Bin edges for numeric predictors, specified as a cell array of p numeric vectors, where p is the number of predictors. Each vector includes the bin edges for a numeric predictor. The element in the cell array for a categorical predictor is empty because the software does not bin categorical predictors.

The software bins numeric predictors only if you specify the 'NumBins' name-value argument as a positive integer scalar when training a model with tree learners. The BinEdges property is empty if the 'NumBins' value is empty (default).

You can reproduce the binned predictor data Xbinned by using the BinEdges property of the trained model mdl.

X = mdl.X; % Predictor data
Xbinned = zeros(size(X));
edges = mdl.BinEdges;
% Find indices of binned predictors.
idxNumeric = find(~cellfun(@isempty,edges));
if iscolumn(idxNumeric)
    idxNumeric = idxNumeric';
end
for j = idxNumeric 
    x = X(:,j);
    % Convert x to array if x is a table.
    if istable(x) 
        x = table2array(x);
    end
    % Group x into bins by using the discretize function.
    xbinned = discretize(x,[-inf; edges{j}; inf]); 
    Xbinned(:,j) = xbinned;
end
Xbinned contains the bin indices, ranging from 1 to the number of bins, for numeric predictors. Xbinned values are 0 for categorical predictors. If X contains NaNs, then the corresponding Xbinned values are NaNs.

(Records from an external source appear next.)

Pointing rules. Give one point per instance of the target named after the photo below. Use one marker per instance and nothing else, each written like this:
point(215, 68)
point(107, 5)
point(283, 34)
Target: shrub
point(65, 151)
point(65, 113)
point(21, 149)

Categorical predictor indices, specified as a vector of positive integers. CategoricalPredictors contains index values indicating that the corresponding predictors are categorical. The index values are between 1 and p, where p is the number of predictors used to train the model. If none of the predictors are categorical, then this property is empty ([]).

If Mdl is a trained discriminant analysis classifier, then CategoricalPredictors is always empty ([]).

Data Types: single | double

Unique class labels used in training, specified as a categorical or character array, logical or numeric vector, or cell array of character vectors. ClassNames has the same data type as the class labels Y. (The software treats string arrays as cell arrays of character vectors.) ClassNames also determines the class order.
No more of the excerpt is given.